The US Dollar Index initially tried to rally during the session on Thursday, but met significant resistance at the 80 handle in order to pullback and formed a shooting star for the session. The market is still within a larger consolidation area that is bordered by both 81 and 79, so we are not overly pressed to take any large positions at this point time.
We believe that the 79 level should offer significant support, but if it does get broken down we think that this market could rocket much lower. This is because the 79 level has been so supportive, and this of course would represent a significant sea change in sentiment towards the US dollar. On a break of that level, we suspect that you will have quite a few choices as to how you want to short the US dollar in general. You can use this market of course, but we also suspect that commodity currencies will do quite well if we break down below that level also.

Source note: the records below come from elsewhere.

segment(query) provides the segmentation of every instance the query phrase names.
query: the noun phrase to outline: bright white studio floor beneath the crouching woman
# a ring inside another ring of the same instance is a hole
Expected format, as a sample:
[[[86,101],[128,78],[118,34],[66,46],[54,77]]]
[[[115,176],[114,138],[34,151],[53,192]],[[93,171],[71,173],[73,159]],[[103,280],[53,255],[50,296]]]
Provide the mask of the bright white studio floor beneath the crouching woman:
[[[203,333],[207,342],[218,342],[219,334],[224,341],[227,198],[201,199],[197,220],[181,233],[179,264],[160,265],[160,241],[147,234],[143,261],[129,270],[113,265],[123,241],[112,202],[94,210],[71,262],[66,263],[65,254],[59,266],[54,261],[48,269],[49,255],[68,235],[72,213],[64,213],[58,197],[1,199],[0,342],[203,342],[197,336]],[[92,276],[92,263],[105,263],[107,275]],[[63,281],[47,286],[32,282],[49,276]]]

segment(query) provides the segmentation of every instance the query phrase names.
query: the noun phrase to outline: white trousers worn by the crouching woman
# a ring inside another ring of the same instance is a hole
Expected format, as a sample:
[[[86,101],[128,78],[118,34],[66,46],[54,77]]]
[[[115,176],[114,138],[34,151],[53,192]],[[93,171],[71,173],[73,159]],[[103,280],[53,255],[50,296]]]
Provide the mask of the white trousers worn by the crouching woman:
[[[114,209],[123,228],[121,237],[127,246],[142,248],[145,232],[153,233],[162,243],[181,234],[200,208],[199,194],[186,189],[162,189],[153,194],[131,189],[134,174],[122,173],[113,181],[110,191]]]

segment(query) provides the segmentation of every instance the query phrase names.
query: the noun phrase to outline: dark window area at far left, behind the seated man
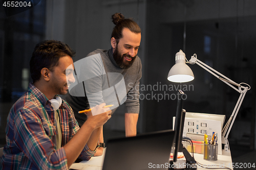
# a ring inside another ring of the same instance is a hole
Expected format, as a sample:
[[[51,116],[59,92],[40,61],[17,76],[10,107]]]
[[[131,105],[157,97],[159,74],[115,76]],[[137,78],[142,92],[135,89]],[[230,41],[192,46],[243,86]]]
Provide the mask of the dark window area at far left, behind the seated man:
[[[5,144],[10,108],[31,81],[29,61],[45,36],[45,1],[30,10],[7,16],[0,6],[0,145]],[[14,10],[15,11],[15,10]]]

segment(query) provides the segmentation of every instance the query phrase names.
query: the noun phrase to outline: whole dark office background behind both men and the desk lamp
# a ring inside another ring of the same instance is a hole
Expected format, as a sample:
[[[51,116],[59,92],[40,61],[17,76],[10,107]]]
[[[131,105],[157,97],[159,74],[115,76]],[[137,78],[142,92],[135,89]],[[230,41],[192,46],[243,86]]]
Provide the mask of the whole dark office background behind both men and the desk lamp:
[[[255,7],[254,0],[41,0],[30,10],[7,17],[1,6],[1,146],[8,112],[31,81],[29,60],[35,44],[45,39],[64,41],[76,50],[75,62],[96,48],[110,48],[111,15],[120,12],[133,17],[142,30],[140,83],[147,88],[141,89],[138,133],[172,128],[177,101],[158,96],[177,94],[177,89],[160,90],[162,85],[193,87],[183,88],[187,95],[184,109],[189,112],[225,114],[226,120],[231,115],[240,94],[198,65],[189,65],[195,80],[167,81],[175,54],[182,50],[187,59],[196,53],[199,60],[231,80],[251,86],[228,139],[233,159],[252,152],[256,143]],[[104,136],[124,136],[123,107],[104,126]]]

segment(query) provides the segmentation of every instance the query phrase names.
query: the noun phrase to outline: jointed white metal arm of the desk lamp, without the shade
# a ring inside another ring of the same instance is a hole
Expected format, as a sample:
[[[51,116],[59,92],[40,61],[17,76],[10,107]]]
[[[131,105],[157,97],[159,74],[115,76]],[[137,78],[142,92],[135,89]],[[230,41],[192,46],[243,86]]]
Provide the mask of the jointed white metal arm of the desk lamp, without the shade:
[[[239,111],[239,109],[241,107],[241,104],[242,104],[242,102],[244,100],[244,96],[245,96],[246,92],[250,89],[250,86],[248,84],[246,84],[246,85],[249,86],[249,88],[248,87],[244,87],[241,84],[245,84],[245,83],[238,84],[238,83],[230,80],[229,78],[227,78],[226,76],[224,76],[220,72],[218,72],[217,70],[211,68],[207,64],[205,64],[202,61],[198,60],[196,54],[194,54],[194,56],[191,56],[191,59],[189,60],[189,63],[190,64],[195,64],[195,63],[198,64],[199,66],[204,68],[206,71],[208,71],[210,74],[214,75],[219,80],[221,80],[222,82],[226,83],[228,86],[232,87],[234,90],[236,90],[236,91],[238,91],[240,93],[238,102],[237,102],[236,106],[234,107],[234,110],[233,110],[231,116],[229,117],[226,125],[224,126],[224,128],[222,130],[222,143],[225,144],[224,150],[227,151],[228,150],[228,140],[227,140],[227,137],[228,137],[229,132],[230,132],[232,126],[233,126],[234,120],[237,117],[238,111]],[[233,84],[235,86],[238,86],[238,88],[235,88],[231,84]]]

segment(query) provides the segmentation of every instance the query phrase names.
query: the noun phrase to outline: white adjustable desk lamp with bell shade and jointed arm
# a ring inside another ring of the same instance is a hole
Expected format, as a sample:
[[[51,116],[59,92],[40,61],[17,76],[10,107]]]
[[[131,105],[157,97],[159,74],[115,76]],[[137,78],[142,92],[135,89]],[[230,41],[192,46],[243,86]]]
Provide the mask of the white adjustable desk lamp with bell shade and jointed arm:
[[[238,102],[237,102],[236,106],[234,107],[234,110],[233,110],[230,118],[228,119],[226,125],[222,129],[221,140],[222,140],[222,143],[224,144],[224,151],[228,151],[229,150],[229,144],[228,144],[228,140],[227,140],[228,134],[232,128],[234,120],[237,117],[240,106],[244,100],[244,96],[245,96],[246,92],[250,89],[250,86],[246,83],[238,84],[238,83],[230,80],[226,76],[222,75],[220,72],[216,71],[215,69],[211,68],[207,64],[198,60],[196,54],[191,56],[191,59],[188,62],[186,62],[185,59],[186,59],[186,57],[185,57],[185,54],[182,52],[182,50],[180,50],[178,53],[176,53],[176,55],[175,55],[175,63],[176,64],[170,69],[168,77],[167,77],[167,79],[169,81],[183,83],[183,82],[189,82],[189,81],[194,80],[194,74],[193,74],[192,70],[188,67],[188,65],[186,65],[186,63],[198,64],[199,66],[204,68],[206,71],[210,72],[210,74],[214,75],[219,80],[226,83],[227,85],[229,85],[234,90],[236,90],[240,93]],[[242,86],[242,84],[247,85],[248,87],[244,87],[244,86]]]

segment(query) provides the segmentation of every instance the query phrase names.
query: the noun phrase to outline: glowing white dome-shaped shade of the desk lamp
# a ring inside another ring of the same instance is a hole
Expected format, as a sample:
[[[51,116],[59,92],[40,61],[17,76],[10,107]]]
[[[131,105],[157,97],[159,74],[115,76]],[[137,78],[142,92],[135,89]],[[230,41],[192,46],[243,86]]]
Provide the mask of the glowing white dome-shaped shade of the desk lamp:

It’s obvious that the Euro would be a good choice also, as it is 40% of the Dollar Index. However, we feel that there aren’t plenty of other ways to play the anti-dollar sentiment if we get that break down and the European Union still offers plenty of headline risks out there.
As for buying, we now have to clear the 80 level as breaking the top of the shooting star would be enough to get us interested in going long, but it shows just how much trouble we are running into at 80 based upon the scandal. We would be interested in buying a supportive candle down near 79, just simply because the risk to reward ratio is so high at that point. Nonetheless, we think that this market is going to continue going sideways overall, but with a decidedly bearish bias over the next couple of sessions. Again, keep an eye out for the breakdown in a daily close below 79, as I could lead to fairly significant moves.